Played around with the agent a bit, seems I got this down to 4 seconds now with the latest versions if I use the new vjp hooks:
| Config |
Time |
Allocs |
GiB |
GC% |
| OLD sparse VJP + EnzymeVJP |
12.2s |
31M |
7.0 |
6% |
| Dense-block VJP + ForwardDiff + vjp_p |
6.5s |
26M |
7.5 |
12% |
| Analytical VJP + vjp_p |
4.0s |
9.7M |
4.4 |
10% |
Fastest code:
# Fully non-allocating VJP with analytical derivatives
# No ForwardDiff in the VJP hot path at all.
# Computes J^T*v and (∂f/∂p)^T*v directly via hand-coded derivatives of binding_flux.

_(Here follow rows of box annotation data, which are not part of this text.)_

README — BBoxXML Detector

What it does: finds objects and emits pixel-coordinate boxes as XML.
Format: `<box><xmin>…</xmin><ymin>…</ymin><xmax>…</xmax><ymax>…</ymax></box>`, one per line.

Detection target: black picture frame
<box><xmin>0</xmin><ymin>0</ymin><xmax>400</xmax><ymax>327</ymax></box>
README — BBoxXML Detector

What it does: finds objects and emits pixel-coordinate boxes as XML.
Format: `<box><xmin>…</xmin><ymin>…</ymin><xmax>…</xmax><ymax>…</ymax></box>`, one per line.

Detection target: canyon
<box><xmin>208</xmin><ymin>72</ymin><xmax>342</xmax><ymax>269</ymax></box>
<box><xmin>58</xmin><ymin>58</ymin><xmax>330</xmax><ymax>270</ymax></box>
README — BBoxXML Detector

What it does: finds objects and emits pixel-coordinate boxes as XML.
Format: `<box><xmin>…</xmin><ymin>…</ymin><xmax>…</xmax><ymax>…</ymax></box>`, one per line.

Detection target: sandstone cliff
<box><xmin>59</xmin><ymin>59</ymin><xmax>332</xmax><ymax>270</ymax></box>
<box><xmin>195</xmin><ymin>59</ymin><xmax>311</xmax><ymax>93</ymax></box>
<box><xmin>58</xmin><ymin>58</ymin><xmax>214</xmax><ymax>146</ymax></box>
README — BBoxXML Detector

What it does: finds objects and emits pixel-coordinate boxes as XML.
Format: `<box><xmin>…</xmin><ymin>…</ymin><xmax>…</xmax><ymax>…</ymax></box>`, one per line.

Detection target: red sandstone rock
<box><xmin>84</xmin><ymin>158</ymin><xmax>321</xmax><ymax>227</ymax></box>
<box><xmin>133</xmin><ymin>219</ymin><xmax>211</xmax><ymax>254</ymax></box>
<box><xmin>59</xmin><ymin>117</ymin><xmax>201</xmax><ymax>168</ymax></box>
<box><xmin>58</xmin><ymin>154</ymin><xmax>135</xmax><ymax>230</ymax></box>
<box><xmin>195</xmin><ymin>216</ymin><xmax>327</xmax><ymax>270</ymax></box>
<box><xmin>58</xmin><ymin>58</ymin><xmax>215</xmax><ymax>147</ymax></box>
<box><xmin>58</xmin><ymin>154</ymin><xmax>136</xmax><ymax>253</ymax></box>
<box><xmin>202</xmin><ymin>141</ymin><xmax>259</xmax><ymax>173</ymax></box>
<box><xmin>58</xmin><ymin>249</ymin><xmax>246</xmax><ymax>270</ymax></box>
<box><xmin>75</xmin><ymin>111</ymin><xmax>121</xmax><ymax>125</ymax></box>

import OrdinaryDiffEq as ODE
import SciMLSensitivity as SMS
using LinearAlgebra, LinearSolve
using PolynomialBases, ComponentArrays, SparseArrays
import ForwardDiff
import Zygote
function legendre_inv_mass(b::NodalBasis{T}) where {T}
V = legendre_vandermonde(b)
for n in axes(V, 1)
V[:, n] .= @view(V[:, n]) * sqrt((2 * n - 1) / 2)
end
return V * V'
end
struct ModulatedBinding
nComp::Int
nBindingComps::Int
end
function binding_flux!(iso, model::ModulatedBinding, cp, cs, p)
n_points = size(cp, 1)
n_bind = model.nBindingComps
@inbounds for j in 1:n_bind
for i in 1:n_points
q_free = 1.0
for k in 1:n_bind
q_free -= cs[i, k] / p.qmax[k]
end
ads = p.ka[j] * exp((cp[i, end] - p.salt_ref) * p.gamma[j]) *
cp[i, j] * p.qmax[j] * q_free
des = p.kd[j] * (cp[i, end] / p.salt_ref)^p.beta[j] * cs[i, j]
iso[i, j] = ads - des
end
end
return nothing
end
# Allocating version only used for Jacobian prototype computation (setup, not hot path)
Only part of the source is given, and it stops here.